Отпор не нравится Катерине, и она пытается наехать в ответ:
- Девушка, вы вообще в адеквате, а?
Вот, гадина. Тут уж я не выдерживаю и откровенно смеюсь:
- Кто это мне сейчас про адекват вещает?
Улыбка на губах калугинской бывшей становится напряженной, и я наношу новый удар, закрепляя успех:
- Запомни, еще одно письмо или телефонный звонок и я тебя под обои закатаю, ясно?
Высказавшись, протискиваюсь мимо Катерины, плечом вперед, прямо к входной двери, а та частит следом, якобы непонимающе прикрывая рот ладошкой:
- Какое письмо, какой звонок, что ты несешь-то, а?
Похоже, проняло, хотя и старается не показать виду. В дверях останавливаюсь, снова разворачиваясь к Катерине лицом - последнее слово, причем самое весомое, должно остаться за мной. Привалившись рукой к дверной притолоке, подбоченясь, усмехаюсь:
- Не прикидывайся дурочкой. Хотя тебе и прикидываться не надо.
Слова производят заметный эффект - Катерина стискивает зубы и прикрывает глаза.
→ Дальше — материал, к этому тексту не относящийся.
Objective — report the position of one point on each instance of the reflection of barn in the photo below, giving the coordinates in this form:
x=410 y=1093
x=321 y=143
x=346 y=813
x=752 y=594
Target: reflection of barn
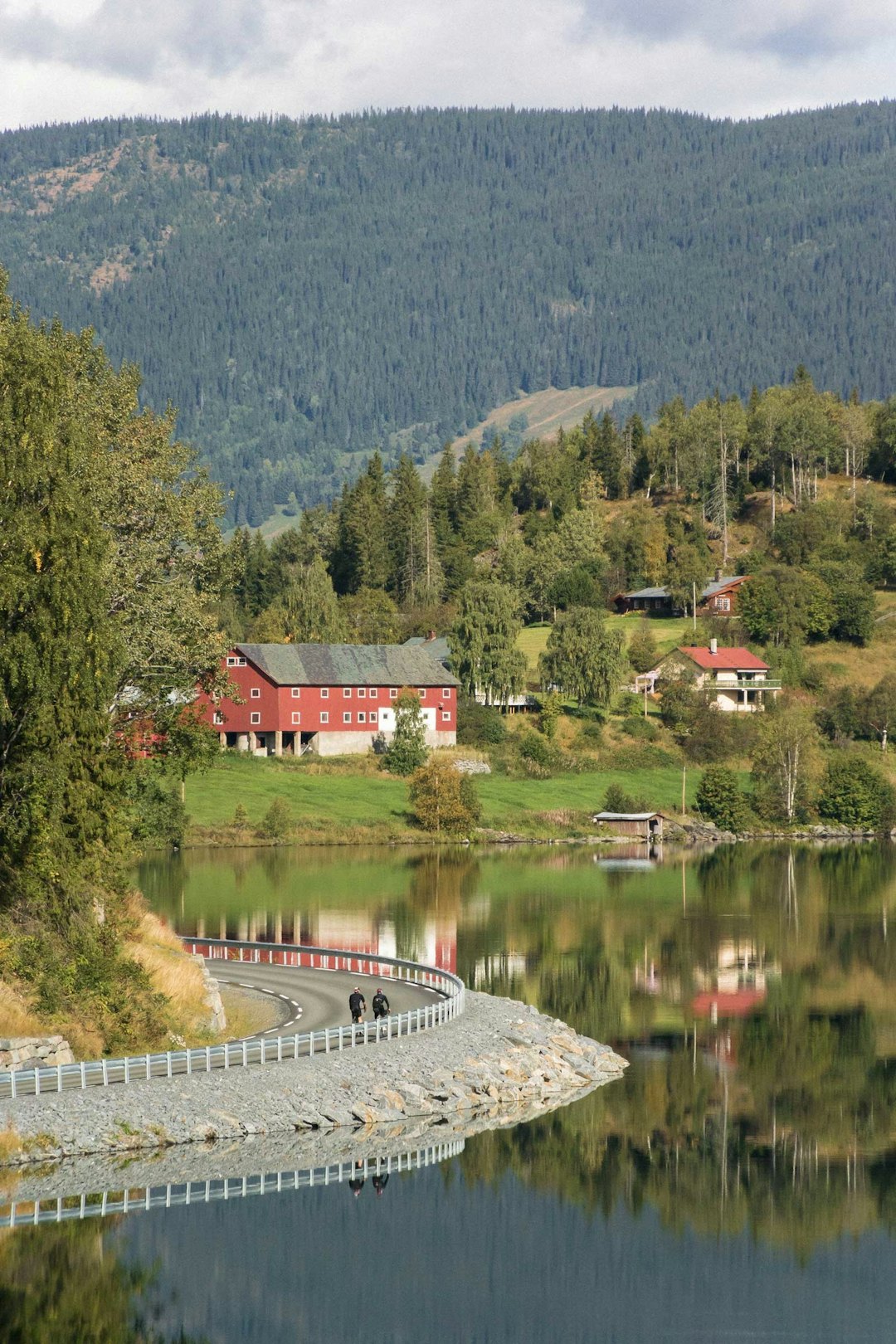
x=646 y=825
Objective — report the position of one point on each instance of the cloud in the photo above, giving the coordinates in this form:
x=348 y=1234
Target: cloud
x=67 y=60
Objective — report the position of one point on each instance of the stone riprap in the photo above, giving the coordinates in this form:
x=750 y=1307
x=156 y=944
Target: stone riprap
x=500 y=1058
x=34 y=1053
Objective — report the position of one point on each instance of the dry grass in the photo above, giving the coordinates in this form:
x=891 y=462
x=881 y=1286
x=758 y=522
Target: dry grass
x=173 y=973
x=19 y=1018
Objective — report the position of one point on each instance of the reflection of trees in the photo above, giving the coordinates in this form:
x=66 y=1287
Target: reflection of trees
x=61 y=1285
x=657 y=1138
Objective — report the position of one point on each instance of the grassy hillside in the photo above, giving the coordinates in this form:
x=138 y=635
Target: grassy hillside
x=355 y=801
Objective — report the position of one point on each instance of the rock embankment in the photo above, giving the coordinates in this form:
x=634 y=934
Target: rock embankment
x=499 y=1058
x=34 y=1053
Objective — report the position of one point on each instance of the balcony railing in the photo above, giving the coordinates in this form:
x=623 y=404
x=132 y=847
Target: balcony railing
x=746 y=684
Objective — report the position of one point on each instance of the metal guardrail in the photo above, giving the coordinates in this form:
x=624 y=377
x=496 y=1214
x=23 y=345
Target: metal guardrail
x=178 y=1195
x=262 y=1050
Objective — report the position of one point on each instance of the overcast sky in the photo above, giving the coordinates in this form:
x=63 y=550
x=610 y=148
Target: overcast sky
x=67 y=60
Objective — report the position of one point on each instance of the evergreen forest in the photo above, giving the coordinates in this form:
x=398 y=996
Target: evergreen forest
x=306 y=292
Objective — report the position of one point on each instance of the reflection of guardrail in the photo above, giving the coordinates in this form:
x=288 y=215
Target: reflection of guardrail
x=178 y=1195
x=264 y=1050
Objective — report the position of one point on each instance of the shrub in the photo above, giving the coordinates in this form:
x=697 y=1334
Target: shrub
x=479 y=724
x=444 y=800
x=406 y=753
x=158 y=817
x=719 y=797
x=277 y=821
x=857 y=795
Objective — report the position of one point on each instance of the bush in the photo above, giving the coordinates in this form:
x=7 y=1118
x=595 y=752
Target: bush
x=479 y=724
x=855 y=793
x=720 y=800
x=158 y=815
x=444 y=800
x=277 y=821
x=406 y=753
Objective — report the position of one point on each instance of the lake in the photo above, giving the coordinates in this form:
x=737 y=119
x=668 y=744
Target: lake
x=738 y=1185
А потом тоже упирает руку в притолоку, рядом с моей рукой, пытаясь грозно нависнуть:
- Так! Я, по-моему, один раз уже тебе говорила, чтобы ты не трогала мою семью, а?! Я тебе это повторяю.
Она надвигается всем телом, но я не собираюсь отступать за пределы квартиры:
- Серьезно, а у тебя что, есть семья?
Полагаю, брак все-таки расторгнут, и никаких юридических оснований у нее нет. А блефовать я и сама умею. Бывшая Калугина, пожав зло губы, ведет головой:
- Представь себе, есть. И если ты не уберешься отсюда и не перестанешь орать, я вызову милицию!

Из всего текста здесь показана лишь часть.